Diagnosis of vision problems that can be treated with vision therapy
We see many children in our office that could have been diagnosed earlier. In many cases, parents of these children were given a false sense of security because a rudimentary vision test administered at the child’s school (usually by a nurse) had determined that the child had 20/20 vision. That determination may be correct as far as it goes but a rudimentary “vision screening” cannot test for the 15 visual skills covered in a developmental optometrist’s examination.

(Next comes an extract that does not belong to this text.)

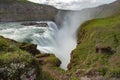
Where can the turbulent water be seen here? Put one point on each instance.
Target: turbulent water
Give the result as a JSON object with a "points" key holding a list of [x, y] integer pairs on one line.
{"points": [[49, 39]]}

Not all health professionals are trained to diagnose or treat eye movement and visual processing problems
Many children have needlessly struggled through school for many years with a treatable vision problem that was finally caught when the child had an full developmental eye and vision system examination. As explained below, most professionals are not trained to look for problems in the way the eyes move or work together or whether the brain is processing visual information correctly and efficiently. Most optometrists, ophthalmologists and pediatricians are only concerned with visual acuity and do not look for the many other eye, brain and systemic problems that could be causing poor vision and poor visual system functioning.
Patients are advised to look for an developmental or behavioral optometrist who is a member of the College of Optometrists in Vision Development.
Note that not all optometrists are trained in or practice vision therapy and consequently, they may not examine their patients with a view to determining the need for vision therapy. Patients and parents should ask the proper questions:
Will the eye examination evaluate binocular muscle strength?
Will there be an evaluation of eye-teaming skills, focusing ability and eye movement and control?
Will there be any testing of visual skills or perceptual abilities?
Will the visual information processing system be evaluated?
Studies suggest that a neuro or developmental (behavioral) optometrist should be consulted
Another important point is that not all professionals are trained to assess ocular motor abilities or visual perceptual deficits. For example, the authors of a study published in the scientific journal NeuroRehabilitation cautioned that patients should be referred to an optometrist not an ophthalmologist (eye surgeon) for a proper evaluation.
The study states that patients:
should be referred to a behavioral [also known as a developmental optometrist] or neuro-optometrist. It was also noted that referrals made to an ophthalmologist may be insufficient, as they are primarily concerned with the health of the eye only, and ophthalmologists are mostly experienced with acute medical problems rather than rehabilitation issues. This assertion is supported by considering the typical components of an ophthalmologic exam, which may yield a lack of specificity, and/or provide information which is inadequately defined in terms of rehabilitation consequence. Trobe, Acosta, Kirscher and Trick identify a lack of measurement in areas of distance and near acuities, contrast sensitivity and confrontation, while Gianutsos and Matheson describe a need for greater quantification in terms of field gradations and boundaries, and binocularity conditions. A more thorough investigation is important for the rehabilitative efforts of all patients who demonstrate visual processing deficits.
The study authors go on to state that:
[o]ophthalmologists are excellent surgeons and expert at treating acute disease but their expertise does not to extend to the diagnosis or treatment of visual processing deficits."
Individuals who go to a doctor for an evaluation or a second opinion need to ensure that they go to the right doctor. Some doctors may tell the patient that there is nothing wrong when they have not performed the necessary testing.